Awkward, right? Not just because he (i.e., the interviewee) treats the entire prospect of “intersection” as exciting and unfamiliar territory, but because the segment reveals that Riggins is entrenched in and gently tugging the sleeve of the jazz listening community, radically revising, I’d argue, the apparent genre of his album. But that can’t be right: jazz is insular, such that when Digable Planets, A Tribe Called Quest, The Roots et al. appeared in the 90s, it was not a bold new moment for jazz à la Bitches Brew; it was a routine hip-hop swallowing. Hip-hop survives and protects itself this way. But most traditions veer closer to jazz, protecting themselves by gatekeeping and enforcing occasionally puritanical standards: in the white indie community, I can offhand think of three artists (Maria Minerva, Phedre, Broken Social Scene) who have caused tones of what can only be called revulsion by including a rap verse — segregation, yes, of the subtlest and most dangerous sort. Which is my impulsive response to a far more eloquent artist-statement-by-way-of-vocal-sample in “Alto Flute” espousing the virtue of “this fabulous thing called What Comes Natural”: Alone Together could easily be seen as one of the most “natural” albums of last year, but the “natural” typically comes at the expense of discomfort, and at worst the expense of growth. Consider the predictable response to just about every documented movement in music, including those in jazz before it became a static, insular affair: “this new stuff just ain’t natural.” One person’s natural is another’s curtailed is, in turn, another’s profane.

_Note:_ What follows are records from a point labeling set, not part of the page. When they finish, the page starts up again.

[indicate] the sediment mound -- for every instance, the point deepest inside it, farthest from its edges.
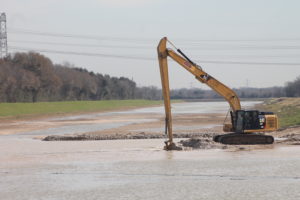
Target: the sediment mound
(201, 143)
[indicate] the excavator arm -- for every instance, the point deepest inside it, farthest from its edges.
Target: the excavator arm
(242, 121)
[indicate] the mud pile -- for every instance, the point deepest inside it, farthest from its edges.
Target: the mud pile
(292, 139)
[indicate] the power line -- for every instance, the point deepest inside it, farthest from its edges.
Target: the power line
(97, 37)
(132, 57)
(214, 47)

At less the intersection than some underexplored limbo between hip-hop teleology and jazz tradition, Alone Together as a whole ends up being a curious sluice: not identifiably “retro,” but rarely anything that’ll make your brain fidget. What’s most perplexing about this is how regularly Riggins alludes to the mind-boggling and, yes, forward-thinking wormholes of Dilla’s work. How do these allusions end up so natural today? But when, towards the end of “Voyager I 5000,” one such rattling and squelchy warp devolves into a sample of an early Stereolab Moog freakout, the feeling is clarified: like the Groop’s retro-futurism, Riggins’ future is located through plunder. His is a future without indeterminacy and anxiety, a future that sits comfortably next to the brass of 70s soul.
It may be caving to hip-hop’s cult of personality to say Riggins himself isn’t “present” enough here. But thinking back to his oeuvre — which includes Erykah Badu’s brilliant “Soldier” and other work that has turned warm jazz tones into mysteriously steady and detached things — what coheres is an exquisitely spare vision that makes sense for the man behind the scenes but that melts, warps, layers impressively and indulgently and anonymously in the spotlight. One gets the sense that Riggins could, were he so singleminded, maintain his lively attitude towards plunder and keep producing work of this quality endlessly. The momentum he finds is a powerful thing. As perhaps the most memorable idea-song here, “Live at Bert’s” (foregrounding the approving grunts of a DJ against barely-audible murmur of a jazz-drum freakout) demonstrates, sometimes a classy gesture in the direction of the source is better than the source itself.